Het afschaffen van de rechtsbijstand door advocaten tijdens de aanvraagprocedure asiel, gebeurt door een algemene maatregel van bestuur (AMVB), het is namelijk een wijziging van het Besluit vergoedingen rechtsbijstand 2000. Dit betekent dat dit besluit kan worden aangepast, zonder dat dit langs de Tweede en Eerste Kamer hoeft, en dat de regering hier dus juridisch ruimte voor heeft.
Hierbij zal wel moeten worden gekeken naar Europese wet- en regelgeving, en rechtspraak, waaruit volgt dat de effectieve rechtsbescherming van asielzoekers in beginsel is geborgd door rechtsbijstand in de aanvraagfase, maar niet per se door advocaten. Het recht op effectieve rechtsbescherming dat volgt uit artikel 47 van het Handvest van de grondrechten van Europese Unie houdt met name gesubsidieerde rechtsbijstand door advocaten bij beroepsprocedures, of andere procedures bij een rechter in, en dus (nog) niet tijdens de aanvraagprocedure asiel.

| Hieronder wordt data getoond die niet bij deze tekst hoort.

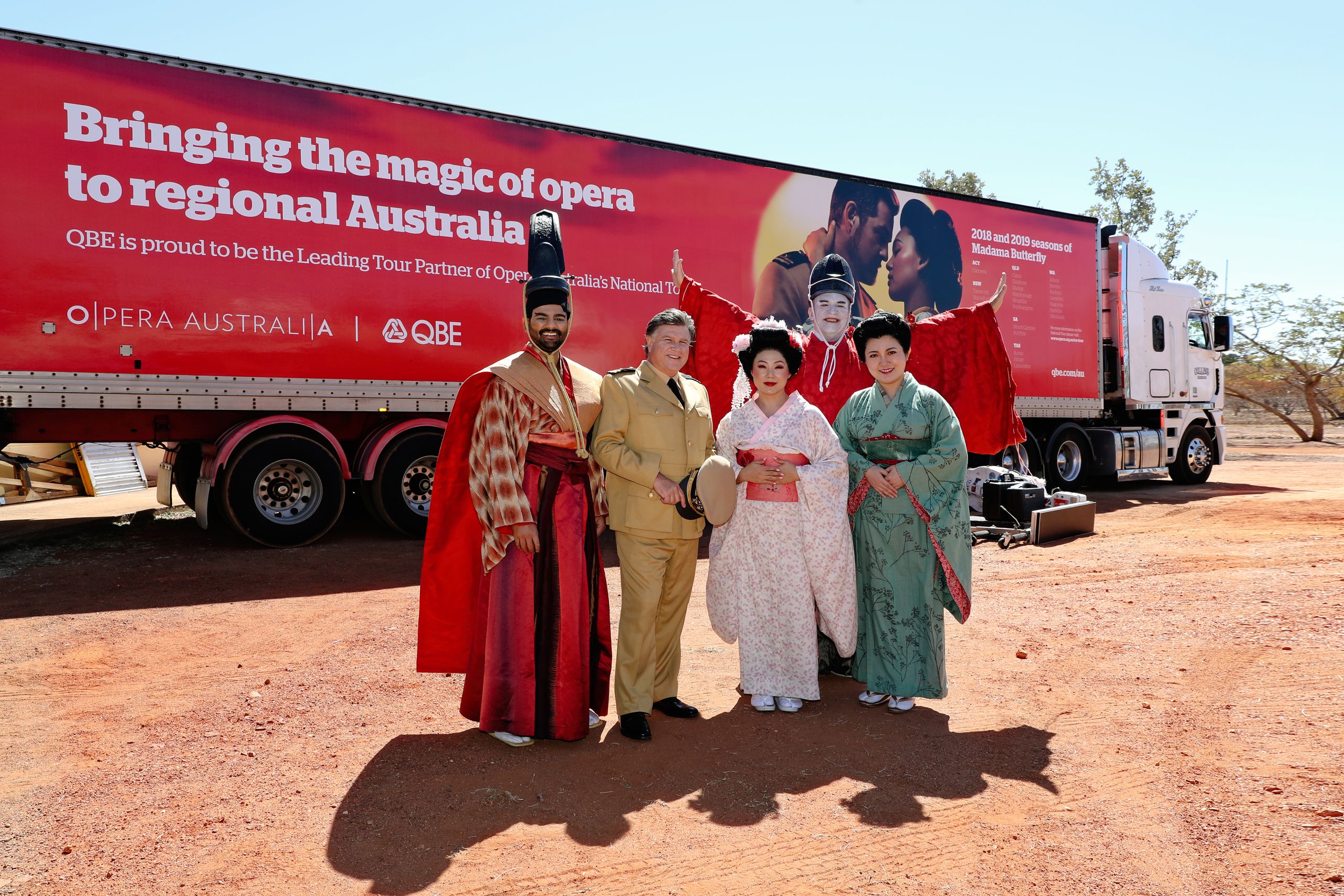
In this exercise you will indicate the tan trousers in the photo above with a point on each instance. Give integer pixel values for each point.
(656, 579)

Kort gezegd, is er dus sec juridische ruimte voor het snel afschaffen van de rechtsbijstand door advocaten in de asielprocedure. Echter is uit eerdere pogingen om dit af te schaffen gebleken dat dit juist averechts werkt, ook voor de IND en de toekomstige minister van migratie. Zo oordeelde de Nederlandse Orde van Advocaten (NOvA) toentertijd al dat bijstand door andere rechtshulpverleners (niet zijnde advocaten) onvoldoende is om een goede voorbereiding te geven op de gehoren (Advies flexibilisering asielketen (Advies van de adviescommissie vreemdelingenrecht van de NOvA), bijlage bij brief van de NOvA (supra noot 2) 2018, p. 7-8.). Ook is er een voordeel, omdat mensen die asiel zoeken een advocaat wegens hun onafhankelijkheid makkelijker kunnen vertrouwen, wat van groot belang kan zijn bij bijv. traumatische of gevoelige onderwerpen en dit kan de gehele asielprocedure ten goede komen.
Hoe dan ook, heeft het nieuwe kabinet grote plannen rondom asielmigratie. Hiervan kan zeker een deel niet worden gerealiseerd, zoals uit bovenstaande volgt. Voor de veranderingen die, juridisch gezien, wel kunnen worden doorgevoerd, is het afwachten of het kabinet die ook echt door zal zetten en hoe deze er precies uit zullen komen te zien. De advocaten van onze sectie migratierecht houden de veranderingen in ieder geval nauwgezet in de gaten.